Hungarian Cucumber Salad

There is a backstory to this recipe.

About five years after my dad’s mom had died, I started remembering this dish she made that had paprika and sour cream and cucumbers. I polled my aunts and my cousin who knew some of the recipes. I tried what they told me. The texture was always wrong, the water was always puddled on top the next day, and it just didn’t taste right.

I dropped the recipe for a few years until I started needing different recipes for my kiddos with food issues.
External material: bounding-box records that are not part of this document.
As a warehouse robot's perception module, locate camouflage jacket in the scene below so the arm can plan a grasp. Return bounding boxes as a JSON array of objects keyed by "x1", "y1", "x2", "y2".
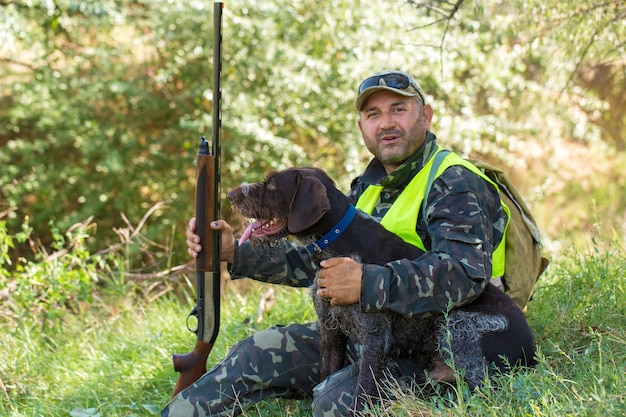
[{"x1": 230, "y1": 132, "x2": 506, "y2": 316}]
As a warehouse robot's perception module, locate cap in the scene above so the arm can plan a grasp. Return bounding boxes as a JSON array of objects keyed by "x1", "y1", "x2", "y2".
[{"x1": 356, "y1": 70, "x2": 426, "y2": 111}]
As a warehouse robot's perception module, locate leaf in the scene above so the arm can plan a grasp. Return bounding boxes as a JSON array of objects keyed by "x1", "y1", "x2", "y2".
[
  {"x1": 142, "y1": 404, "x2": 161, "y2": 415},
  {"x1": 70, "y1": 407, "x2": 102, "y2": 417}
]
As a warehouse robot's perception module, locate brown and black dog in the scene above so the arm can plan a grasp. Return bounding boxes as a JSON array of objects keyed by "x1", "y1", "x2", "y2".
[{"x1": 228, "y1": 168, "x2": 535, "y2": 414}]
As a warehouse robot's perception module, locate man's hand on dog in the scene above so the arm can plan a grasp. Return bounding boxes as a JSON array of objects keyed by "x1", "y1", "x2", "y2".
[{"x1": 317, "y1": 258, "x2": 363, "y2": 305}]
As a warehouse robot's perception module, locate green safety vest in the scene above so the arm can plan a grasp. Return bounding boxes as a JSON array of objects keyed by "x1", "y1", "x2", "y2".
[{"x1": 356, "y1": 149, "x2": 511, "y2": 278}]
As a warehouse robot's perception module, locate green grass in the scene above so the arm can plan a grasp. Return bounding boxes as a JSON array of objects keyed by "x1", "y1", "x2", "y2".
[{"x1": 0, "y1": 242, "x2": 626, "y2": 417}]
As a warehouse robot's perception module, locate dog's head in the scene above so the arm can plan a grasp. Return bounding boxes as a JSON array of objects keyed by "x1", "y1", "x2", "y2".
[{"x1": 228, "y1": 168, "x2": 339, "y2": 243}]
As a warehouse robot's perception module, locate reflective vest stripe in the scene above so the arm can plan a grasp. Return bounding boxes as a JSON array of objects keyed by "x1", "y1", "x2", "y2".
[{"x1": 356, "y1": 150, "x2": 510, "y2": 278}]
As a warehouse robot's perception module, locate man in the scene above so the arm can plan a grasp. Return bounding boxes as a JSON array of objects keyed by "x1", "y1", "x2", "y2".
[{"x1": 162, "y1": 71, "x2": 507, "y2": 417}]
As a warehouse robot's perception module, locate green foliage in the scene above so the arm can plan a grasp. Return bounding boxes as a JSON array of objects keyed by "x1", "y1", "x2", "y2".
[
  {"x1": 0, "y1": 0, "x2": 626, "y2": 268},
  {"x1": 0, "y1": 226, "x2": 626, "y2": 417}
]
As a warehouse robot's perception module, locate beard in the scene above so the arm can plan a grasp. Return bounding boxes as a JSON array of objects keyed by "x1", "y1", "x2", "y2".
[{"x1": 370, "y1": 116, "x2": 426, "y2": 167}]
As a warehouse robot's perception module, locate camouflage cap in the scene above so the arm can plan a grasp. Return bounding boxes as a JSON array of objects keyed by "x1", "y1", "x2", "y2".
[{"x1": 356, "y1": 70, "x2": 426, "y2": 111}]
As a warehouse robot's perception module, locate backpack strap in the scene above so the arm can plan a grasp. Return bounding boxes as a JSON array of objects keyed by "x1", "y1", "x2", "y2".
[{"x1": 422, "y1": 149, "x2": 450, "y2": 223}]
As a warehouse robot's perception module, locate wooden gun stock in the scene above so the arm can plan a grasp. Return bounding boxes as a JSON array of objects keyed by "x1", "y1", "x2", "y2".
[
  {"x1": 172, "y1": 340, "x2": 213, "y2": 397},
  {"x1": 172, "y1": 2, "x2": 224, "y2": 397}
]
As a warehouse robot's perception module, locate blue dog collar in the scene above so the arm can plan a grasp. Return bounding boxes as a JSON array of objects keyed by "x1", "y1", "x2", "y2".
[{"x1": 306, "y1": 204, "x2": 356, "y2": 254}]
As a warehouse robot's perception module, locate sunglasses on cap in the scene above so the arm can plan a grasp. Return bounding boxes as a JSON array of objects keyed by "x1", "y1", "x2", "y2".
[{"x1": 359, "y1": 72, "x2": 426, "y2": 104}]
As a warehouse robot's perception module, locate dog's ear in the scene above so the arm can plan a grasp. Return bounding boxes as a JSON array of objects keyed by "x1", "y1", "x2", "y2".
[{"x1": 287, "y1": 175, "x2": 330, "y2": 233}]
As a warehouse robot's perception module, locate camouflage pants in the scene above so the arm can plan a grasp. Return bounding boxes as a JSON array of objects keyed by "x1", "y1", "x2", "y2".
[{"x1": 161, "y1": 323, "x2": 422, "y2": 417}]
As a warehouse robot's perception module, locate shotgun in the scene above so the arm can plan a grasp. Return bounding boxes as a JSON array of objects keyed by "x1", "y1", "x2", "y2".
[{"x1": 172, "y1": 2, "x2": 224, "y2": 397}]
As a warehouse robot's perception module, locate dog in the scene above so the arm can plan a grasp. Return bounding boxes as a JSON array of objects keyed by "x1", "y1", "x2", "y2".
[{"x1": 228, "y1": 168, "x2": 535, "y2": 415}]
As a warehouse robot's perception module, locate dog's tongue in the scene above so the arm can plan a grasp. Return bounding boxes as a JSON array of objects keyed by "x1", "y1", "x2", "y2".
[
  {"x1": 239, "y1": 220, "x2": 262, "y2": 246},
  {"x1": 239, "y1": 219, "x2": 285, "y2": 245}
]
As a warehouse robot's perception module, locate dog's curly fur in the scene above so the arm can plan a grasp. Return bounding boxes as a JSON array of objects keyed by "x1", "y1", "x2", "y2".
[{"x1": 228, "y1": 168, "x2": 534, "y2": 413}]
This time, though, I did some internet research.

I was amazed to find the dish had a name, and it was like macaroni salad: everyone has a recipe they swear by.

We are now on our fifth iteration, and our household prefers this formulation (the dill iteration almost made me a pariah). It does feed many people, and you may not find it easy to scale back. It also takes some time and planning (if you don’t salt the cukes and let them stand you get the ugly puddles on top). I prefer to use a food processor to chop some of my onions and then blend the dressing; you may do it by hand like my grandma used to.

Ingredients

  • 6 large cucumbers
  • 2 small onions, diced
  • 2 garlic cloves, slivered or minced (cook’s choice)
  • 1 cup apple cider vinegar
  • 1/4 cup sugar
  • 1 tablespoon paprika (genuine Hungarian paprika gives the best flavor)
  • 36 ounces (weight not volume) sour cream

Directions

  • Wash cucumbers well. Optionally, prior to slicing, you may peel the cucumbers, or you may keep the peels and use a fork to score the skins and create a pattern. (We like the skin as fiber, so we score the skins.)
  • Thinly slice the cucumbers.
  • Arrange the cucumbers in layers in a large bowl. Ensure each layer of cucumber has some salt sprinkled on it.
  • Allow the cucumbers to sit in a refrigerator for at least two hours.
  • Remove cucumbers; drain water. Optionally you may choose to dry the cucumber slices on paper towels. Place in a large bowl.
  • Mix the dressing. (These instructions assume the use of a food processor.)
    • Place onions and garlic in the mixing container. Process for one minute. (We like the flavor but not the texture at our house.)
    • Add the vinegar and sugar. Process for one minute.
    • Add the paprika. Process for 30 seconds.
    • Begin to add the sour cream in small batches, processing for one minute after each batch. (We usually do three batches.)
  • Pour the dressing over the cucumbers. Mix the cucumbers and dressing well.
  • Serve immediately

Note: We refrigerate and store this dish for a few days. We do get the puddle issue if we’ve not done the salt step properly; however, a good mixing usually hides our error.